Nel 2050 i profughi ambientali potrebbero salire da 6 a 250 milioni.

Maurizio Gubbiotti, responsabile dipartimento internazionale Legambiente per greenreport.it

Si prosegue a trattare a Doha, con tante difficoltà ma soprattutto sotto il peso di un gap troppo grande tra impegni presi (o che si annuncia di voler prendere) e ciò che sarebbe necessario per la salvezza del pianeta.

Gli accordi delineati alla scorsa Conferenza di Durban, che ci hanno portato in questo luogo dove si respira solo petrolio e gas, prevedono che al 2015 si firmi un accordo che entri poi in vigore nel 2020, e che permetta di allargarsi oltre i firmatari di Kyoto, e comprendere anche Usa, Brasile, Cina, India.
Risulta indispensabile pertanto che l'accordo per Kyoto 2 sia raggiunto almeno per la coalizione dei volenterosi che rappresenta il 15% delle emissioni totali, ma questo non annullerebbe la distanza che esiste tra la previsione delle emissioni di gas serra al 2020 di 52-57 Gton e il tetto che gli scienziati ci dicono non si debba superare: 44 Gton.

È proprio per questo che i Paesi europei più avanzati stanno lavorando per far accogliere una proposta di mediazione brasiliana già messa in campo, che impegna a  trovare entro i prossimi due anni l'intesa per individuare le azioni che colmino quel gap.

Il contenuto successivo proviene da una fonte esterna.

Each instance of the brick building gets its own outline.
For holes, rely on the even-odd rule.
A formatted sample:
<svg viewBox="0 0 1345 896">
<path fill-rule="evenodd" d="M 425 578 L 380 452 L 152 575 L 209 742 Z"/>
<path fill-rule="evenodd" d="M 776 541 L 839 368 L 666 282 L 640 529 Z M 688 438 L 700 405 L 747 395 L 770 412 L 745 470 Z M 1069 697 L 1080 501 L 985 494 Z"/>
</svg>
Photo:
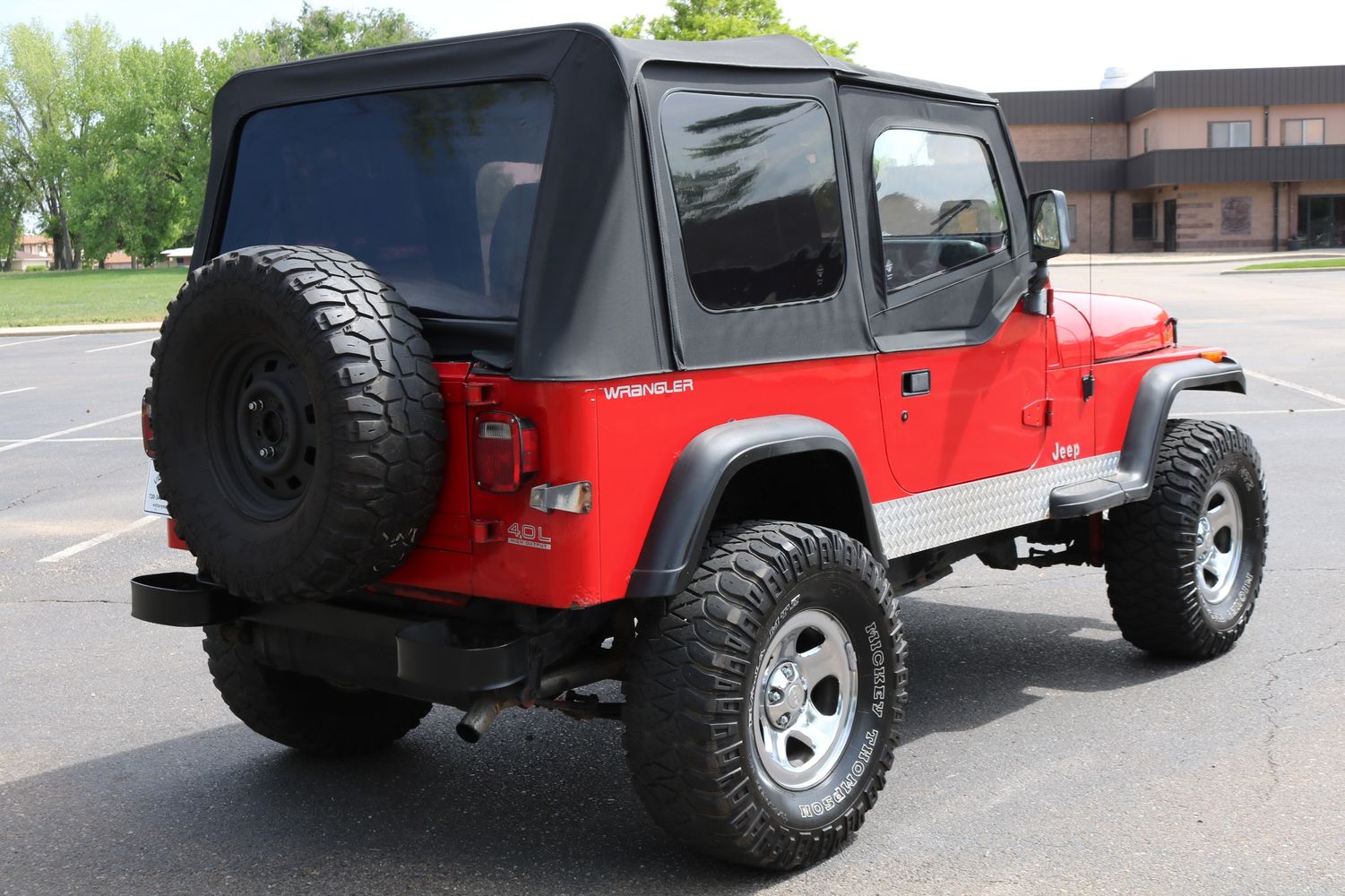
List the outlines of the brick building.
<svg viewBox="0 0 1345 896">
<path fill-rule="evenodd" d="M 1155 71 L 997 94 L 1079 252 L 1345 246 L 1345 66 Z"/>
</svg>

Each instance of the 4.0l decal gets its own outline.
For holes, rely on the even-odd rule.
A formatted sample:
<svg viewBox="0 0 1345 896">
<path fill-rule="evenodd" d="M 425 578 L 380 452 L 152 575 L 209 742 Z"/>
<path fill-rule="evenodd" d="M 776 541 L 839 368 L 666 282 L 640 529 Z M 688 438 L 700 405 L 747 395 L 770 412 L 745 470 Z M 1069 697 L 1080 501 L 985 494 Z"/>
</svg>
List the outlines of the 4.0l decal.
<svg viewBox="0 0 1345 896">
<path fill-rule="evenodd" d="M 504 530 L 504 541 L 519 548 L 551 549 L 551 537 L 545 534 L 541 526 L 533 523 L 514 523 Z"/>
</svg>

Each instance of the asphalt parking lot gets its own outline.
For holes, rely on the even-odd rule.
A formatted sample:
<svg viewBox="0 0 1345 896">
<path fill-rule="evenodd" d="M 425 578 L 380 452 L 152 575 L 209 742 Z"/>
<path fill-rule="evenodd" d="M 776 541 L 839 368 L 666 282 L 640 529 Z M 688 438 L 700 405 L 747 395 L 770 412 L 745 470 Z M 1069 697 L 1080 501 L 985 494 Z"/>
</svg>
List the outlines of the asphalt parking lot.
<svg viewBox="0 0 1345 896">
<path fill-rule="evenodd" d="M 976 561 L 905 601 L 912 700 L 888 790 L 831 861 L 768 876 L 672 845 L 619 729 L 436 710 L 316 761 L 225 709 L 199 636 L 128 615 L 184 568 L 140 514 L 151 334 L 0 339 L 0 893 L 1041 893 L 1345 891 L 1345 272 L 1099 266 L 1227 347 L 1245 398 L 1184 397 L 1256 440 L 1271 544 L 1228 655 L 1158 662 L 1100 570 Z M 1087 285 L 1060 268 L 1057 287 Z"/>
</svg>

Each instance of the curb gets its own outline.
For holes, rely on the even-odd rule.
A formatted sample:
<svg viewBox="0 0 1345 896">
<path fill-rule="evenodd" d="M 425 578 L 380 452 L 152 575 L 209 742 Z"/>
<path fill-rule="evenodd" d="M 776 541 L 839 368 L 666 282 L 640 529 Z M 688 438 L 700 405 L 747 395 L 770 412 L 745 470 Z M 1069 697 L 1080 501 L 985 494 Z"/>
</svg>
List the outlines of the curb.
<svg viewBox="0 0 1345 896">
<path fill-rule="evenodd" d="M 0 336 L 79 336 L 98 332 L 153 332 L 161 320 L 114 324 L 52 324 L 50 327 L 0 327 Z"/>
<path fill-rule="evenodd" d="M 1262 268 L 1260 270 L 1220 270 L 1219 273 L 1345 273 L 1345 265 L 1336 268 Z"/>
</svg>

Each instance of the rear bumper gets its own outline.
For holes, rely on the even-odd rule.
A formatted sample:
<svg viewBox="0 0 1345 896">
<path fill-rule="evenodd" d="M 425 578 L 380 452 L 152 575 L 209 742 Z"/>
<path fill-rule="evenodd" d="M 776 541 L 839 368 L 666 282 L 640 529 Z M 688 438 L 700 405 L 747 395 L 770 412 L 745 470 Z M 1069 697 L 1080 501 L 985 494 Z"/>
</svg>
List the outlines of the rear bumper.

Da segnalare che dopo gli anni del governo Berlusconi, l'Italia sembra voler essere più protagonista su tutti questi temi, ma che soprattutto l'Europa oggi potrebbe uscire da Doha con un profilo molto più credibile e apprezzabile.

Nel frattempo quel gap di cui sopra è costantemente presente nelle relazioni e negli interventi che si susseguono, perché sono circa 6 milioni l'anno le persone costrette a lasciare il proprio territorio a causa dei cambiamenti climatici. Un dato che per il 2050, secondo le stime dell'Alto Commissariato delle Nazioni Unite per i Rifugiati (Unhcr), potrebbe riguardare 200/250 milioni di persone. Questo è il profilo dell'emergenza umanitaria dei profughi ambientali, nuovi migranti costretti a fuggire da desertificazione, inondazioni e effetti del riscaldamento globale, ai quali si aggiungono i tanti sfollati per terremoti o decisioni politiche che impongono la costruzione di dighe o di impianti industriali che comportano la distruzione di centri urbani o dei terreni e degli ambienti di vita e lavoro.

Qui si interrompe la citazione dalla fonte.